We performed Illumina whole genome sequencing at 50× coverage for the I. triloba line, NCNSP-032330 (Methods). The raw whole genome sequence data consists of approximately 196 million 150bp reads summing to ~29 Gb. We extracted approximately 13 million reads for the cp genome from the raw sequence data summing to ~2 Gb (Supplementary Table 1).
Cp genome assembly for the sweetpotato cultivar Tanzania
We combined the Nanopore long reads with Illumina short reads to construct a cp genome assembly for the sweetpotato cultivar Tanzania (Methods).

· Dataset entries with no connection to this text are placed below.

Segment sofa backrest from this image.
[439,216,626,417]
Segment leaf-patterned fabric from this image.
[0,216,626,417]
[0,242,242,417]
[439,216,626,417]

After trimming off the low-quality bases, approximately 2.2 Gb Illumina sequence data remained which was used for error correction for the Nanopore reads with Nanocorr (Supplementary Table 1). A total of 70 low quality Nanopore reads were removed after error correction and the total size reduced to approximately 43.2 Mb (Figure 1a), which was used to construct a draft genome assembly using Canu. The resulting genome assembly of approximately 218 Kb consists of three contigs of size 46 Kb, 39 Kb and 132 Kb, respectively. Compared to the published sweetpotato cp genome, the assembly is split at the boundaries of the two IRs (Figure 1b). Utilizing the overlap information between the contigs, the AMOS minimus combined the three contigs and generated a single contig of ~183 Kb (Figure 1c) (Methods). The contig contains a ~20 Kb redundancy at the ends which was removed after circularization (Figure 1d). The circularized contig is ~161 Kb, and is highly collinear with the reference cp genome assembly (Figure 1d). Application of Pilon further identified and corrected 42 single-nucleotide polymorphisms (SNPs) and small indels. To follow the paradigm of the published cp genomes, we restructured the genome assembly so that it starts from the LSC (Methods). The final genome assembly consists of a single circular contig of 161,274 bp (Figure 1e).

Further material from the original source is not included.